Quand nous parvenons de plus en plus facilement à générer de la compassion en évoquant des êtres qui sont directement touchés par la souffrance, nous pouvons commencer à évoquer des personnes qui jouissent actuellement d’un certain bonheur mais un bonheur acquis par des moyens immoraux. Nous pouvons considérer que de telles personnes, en dépit de leur chance superficielle, sont sans doute troublées en profondeur par les tourments de leur conscience. Même si elles ne présentent aucun signe extérieur de détresse, nous savons qu’elles finiront par récolter les fruits amers de leurs mauvaises actions, qui vont leur amener d’intenses souffrances. Finalement, nous pouvons élargir l’étendue de notre contemplation et inclure tous les êtres vivants. Nous devons contempler tous les êtres comme étant sujets à la souffrance universelle du samsara, poussés par leur avidité, leur aversion et leur ignorance dans le cycle répété de la naissance et de la mort. Si, au début, la compassion est difficile à générer pour des personnes totalement étrangères, nous pouvons la fortifier par la réflexion sur les paroles du Bouddha : comme le cycle des naissances est sans commencement, il est difficile de trouver, même un seul être, qui n’aurait pas été, à une certaine époque, notre mère, notre père, notre sœur, notre frère, notre fils, ou notre fille.
Pour résumer, nous voyons que les trois sortes d’intention juste – renoncement, bienveillance et ne pas blesser – s’opposent aux trois intentions néfastes du désir, de l’aversion et de la malveillance. L’importance de mettre en pratique des contemplations qui mènent à l’émergence de ces pensées ne sera jamais assez soulignée. Ces contemplations ont été enseignées comme des méthodes de pratique, pas comme des excursions théoriques.
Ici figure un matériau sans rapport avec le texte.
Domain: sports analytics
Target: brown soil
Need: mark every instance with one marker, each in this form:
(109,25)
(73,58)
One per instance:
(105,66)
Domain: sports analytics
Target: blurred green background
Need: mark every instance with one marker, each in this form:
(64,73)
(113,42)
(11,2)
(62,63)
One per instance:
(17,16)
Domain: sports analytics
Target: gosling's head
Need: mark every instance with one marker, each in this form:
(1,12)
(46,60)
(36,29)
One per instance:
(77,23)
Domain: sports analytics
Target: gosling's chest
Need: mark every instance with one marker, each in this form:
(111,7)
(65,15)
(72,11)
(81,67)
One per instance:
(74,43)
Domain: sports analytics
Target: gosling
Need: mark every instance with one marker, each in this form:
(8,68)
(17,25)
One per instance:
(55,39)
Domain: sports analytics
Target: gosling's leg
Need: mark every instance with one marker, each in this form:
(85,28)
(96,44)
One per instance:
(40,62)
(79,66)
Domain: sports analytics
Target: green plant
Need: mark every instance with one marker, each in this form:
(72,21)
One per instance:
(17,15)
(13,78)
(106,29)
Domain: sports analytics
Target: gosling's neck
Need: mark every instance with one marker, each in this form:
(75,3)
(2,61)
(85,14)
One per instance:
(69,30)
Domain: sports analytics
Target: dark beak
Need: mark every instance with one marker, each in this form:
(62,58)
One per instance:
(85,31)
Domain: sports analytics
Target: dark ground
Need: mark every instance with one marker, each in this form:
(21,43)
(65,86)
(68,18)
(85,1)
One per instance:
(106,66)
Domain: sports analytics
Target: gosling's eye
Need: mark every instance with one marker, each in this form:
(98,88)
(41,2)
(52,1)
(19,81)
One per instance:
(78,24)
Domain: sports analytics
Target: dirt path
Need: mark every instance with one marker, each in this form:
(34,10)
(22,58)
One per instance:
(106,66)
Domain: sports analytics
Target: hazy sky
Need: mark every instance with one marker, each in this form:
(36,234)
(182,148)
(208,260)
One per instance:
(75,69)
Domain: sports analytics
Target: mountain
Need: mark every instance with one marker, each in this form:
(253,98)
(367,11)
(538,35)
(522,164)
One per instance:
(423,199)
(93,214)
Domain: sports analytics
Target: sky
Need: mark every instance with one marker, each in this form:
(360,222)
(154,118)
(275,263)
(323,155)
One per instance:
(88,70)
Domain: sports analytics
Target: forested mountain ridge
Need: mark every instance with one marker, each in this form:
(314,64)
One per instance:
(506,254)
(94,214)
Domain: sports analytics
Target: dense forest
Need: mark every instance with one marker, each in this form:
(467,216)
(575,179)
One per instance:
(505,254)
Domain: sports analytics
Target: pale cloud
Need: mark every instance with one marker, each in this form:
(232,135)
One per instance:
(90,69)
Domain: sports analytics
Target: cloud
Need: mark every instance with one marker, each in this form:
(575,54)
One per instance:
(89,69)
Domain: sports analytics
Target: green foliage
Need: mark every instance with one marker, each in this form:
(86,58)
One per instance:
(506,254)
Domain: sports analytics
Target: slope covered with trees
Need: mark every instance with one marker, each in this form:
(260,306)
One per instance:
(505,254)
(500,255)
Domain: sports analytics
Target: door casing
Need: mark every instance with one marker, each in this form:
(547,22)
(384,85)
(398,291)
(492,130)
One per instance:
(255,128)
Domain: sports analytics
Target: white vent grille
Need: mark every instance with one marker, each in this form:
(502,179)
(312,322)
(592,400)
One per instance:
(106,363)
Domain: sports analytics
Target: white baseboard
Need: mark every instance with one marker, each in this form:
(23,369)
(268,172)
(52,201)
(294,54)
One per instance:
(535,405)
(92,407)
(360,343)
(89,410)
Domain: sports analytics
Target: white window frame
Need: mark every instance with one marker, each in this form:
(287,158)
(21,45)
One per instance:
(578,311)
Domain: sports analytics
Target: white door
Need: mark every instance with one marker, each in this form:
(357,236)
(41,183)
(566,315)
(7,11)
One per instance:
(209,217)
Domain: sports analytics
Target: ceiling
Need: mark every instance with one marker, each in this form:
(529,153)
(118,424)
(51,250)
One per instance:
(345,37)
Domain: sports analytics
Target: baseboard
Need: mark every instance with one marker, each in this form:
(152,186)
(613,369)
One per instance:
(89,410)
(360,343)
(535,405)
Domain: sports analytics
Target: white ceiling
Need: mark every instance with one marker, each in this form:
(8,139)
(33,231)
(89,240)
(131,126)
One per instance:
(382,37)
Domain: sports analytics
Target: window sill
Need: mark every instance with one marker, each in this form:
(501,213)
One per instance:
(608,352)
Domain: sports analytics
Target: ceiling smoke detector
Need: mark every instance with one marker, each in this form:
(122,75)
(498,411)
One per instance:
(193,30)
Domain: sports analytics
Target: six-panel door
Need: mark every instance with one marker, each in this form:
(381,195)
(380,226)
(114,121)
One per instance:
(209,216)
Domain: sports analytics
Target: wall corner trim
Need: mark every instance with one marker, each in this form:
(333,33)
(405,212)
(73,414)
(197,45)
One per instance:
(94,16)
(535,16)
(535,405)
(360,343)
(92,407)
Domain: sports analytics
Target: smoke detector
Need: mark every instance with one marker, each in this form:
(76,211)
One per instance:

Pour développer l’intention de renoncement, nous devons contempler la souffrance liée à la quête des plaisirs ordinaires ; pour développer l’intention de bienveillance, nous devons considérer comment chaque être désire le bonheur ; pour développer l’intention de ne pas blesser, nous devons contempler comment chaque être désire être libre de la souffrance. Les pensées malsaines sont comme un clou pourri logé dans l’esprit et les pensées bénéfiques sont comme une cheville adéquate pour le déloger. La contemplation fonctionne comme un marteau utilisé pour sortir le vieux clou et le remplacer par le nouveau. Le travail qui consiste à enfoncer le nouveau clou est la pratique – pratiquer encore et encore, aussi souvent que nécessaire pour atteindre le succès. Le Bouddha nous assure que la victoire peut être remportée. Il dit que ce à quoi nous pensons fréquemment devient l’inclination de l’esprit. Si nous avons souvent des pensées de sensualité, d’hostilité ou des pensées blessantes, le désir, la méchanceté et l’agressivité vont devenir l’inclination de l’esprit. Si nous avons souvent des pensées opposées, le renoncement, la bienveillance et la bonté vont devenir l’inclination de l’esprit (MN19). La direction que nous prenons nous revient toujours, revient aux intentions que nous générons d’un instant sur l’autre, tout au long de notre vie.